One such desire I have that gurgles up to the surface whenever I see a pigeon is to run up and just punt that little guy way up into the sky where he came from. I am not sure where this want comes from. Especially when I see a big round pigeon strutting broad side to me tantalizingly close. I just imagine in my head the intense gratification of connecting with my toes, hearing the deep, hollow "THOOMP!" sound and watching the bird sail up 15 - 20 feet in the air, spread its wings and flap away. I just know it would be the greatest moment of my life.

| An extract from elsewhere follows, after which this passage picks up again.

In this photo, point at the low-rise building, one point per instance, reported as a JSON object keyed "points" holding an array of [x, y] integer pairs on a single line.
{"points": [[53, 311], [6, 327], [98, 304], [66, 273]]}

Maybe it is the glint or the intensity in my eye, or their own set of self preserving dispositions that make them stay just far enough away from me that I can't actually take that long stride and swing my foot and boot them skyward. Perhaps that is the other reason they like cities because there are too many people watching that I suspect would take issue with me kicking a bird. But so help me, if I find myself in a quiet alley, a fat pigeon strutting too close, no one watching that would call the ASPCA, Humane Society, Child Protective Services, police, gasp in horror or think it would be nothing short of exhilarating to see me in my aviary field goal practice, then I am so lifting that leg back and swinging for the moon.


2 comments:

T-rev said...

Even as a Missionary I wanted to punt Pigeons. Their legs are just the right height. You know your foot would land right in that sweet spot that would loft them into the air.

If you ever do I will give you props, that is for sure

Unknown said...

Sterling,
I am still laughing in hysterics. I never would have guessed that a mild-mannered quiet person like you would have those kinds of thoughts deed in the eddies of your mind. If you do ever find the opportunity, I hope I am at the end other alley and can watch.